My problem is, I need to read the most recent records for all Products for a given UserID. For example, a return sample from this query could be:

UserID Product AsOfDate
User1 Product1 1617816274
User1 Product2 1617816288

My issue is, if I use the index on the table I can get the latest records but that does not guarantee that I will get records for each product, I could get for example a lot of records User1-Product1 before I see the most recent User1-Product2.

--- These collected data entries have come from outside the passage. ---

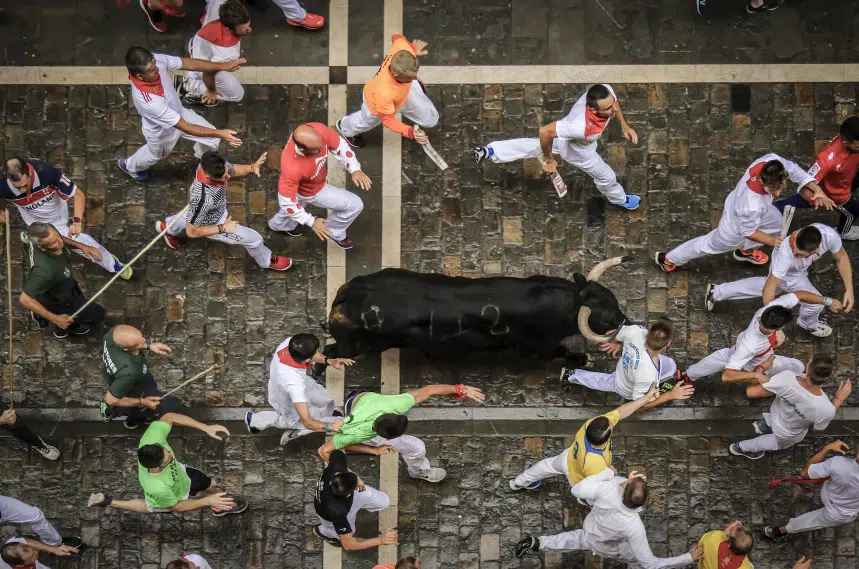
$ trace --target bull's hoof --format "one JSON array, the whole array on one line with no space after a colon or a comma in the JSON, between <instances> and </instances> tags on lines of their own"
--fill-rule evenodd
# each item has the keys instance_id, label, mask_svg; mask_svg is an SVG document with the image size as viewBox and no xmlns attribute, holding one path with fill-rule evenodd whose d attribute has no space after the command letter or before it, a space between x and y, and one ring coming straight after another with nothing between
<instances>
[{"instance_id":1,"label":"bull's hoof","mask_svg":"<svg viewBox=\"0 0 859 569\"><path fill-rule=\"evenodd\" d=\"M590 354L570 354L567 356L566 367L568 368L589 368L594 365L594 360Z\"/></svg>"},{"instance_id":2,"label":"bull's hoof","mask_svg":"<svg viewBox=\"0 0 859 569\"><path fill-rule=\"evenodd\" d=\"M329 336L331 335L331 333L328 331L328 321L327 320L320 320L319 321L319 327L322 328L322 330L325 332L326 335L329 335Z\"/></svg>"}]
</instances>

If I use the LSI, I can get records for a given UserId sorted by product but I will be forced to sort the results by AsOfDate and read the entire result set to get the most recent ones.

Thanks!


Solution

  • If I understand what you're asking for I think you're going to need another record for that data. What you want is a single AsOfDate for each user/product combination, where the AsOfDate is the most recent. If you add a record that is keyed on UserID and Product then you'll have exactly one record for each. To make that work you'll likely need to change your table structure to support the single table design pattern (or store this data in a different table). In a single table design you might have something like this:

    pk sk UserID Product AsOfDate
    User1 Purchase|Product1|1617816274 User1 Product1 1617816274
    User1 MostRecent|Product1 User1 Product1 1617816274
    User1 Purchase|Product2|1617816274 User1 Product2 1617816274
    User1 Purchase|Product2|1617816288 User1 Product2 1617816288
    User1 MostRecent|Product2 User1 Product2 1617816288

    Then, to get all the most recent records you query for pk = userId and begins_with(sk, 'MostRecent|'). To get the other records you query for pk = userId and begins_with(sk, 'Purchase|'). Your access pattern requirements might have you changing that some, but the idea should be similar to this.

    Whenever you do a new "Purchase" you would insert the new row for that, and update the "MostRecent" row as well (you can do that in a transaction if you need to, or use a DynamoDB stream to do that update).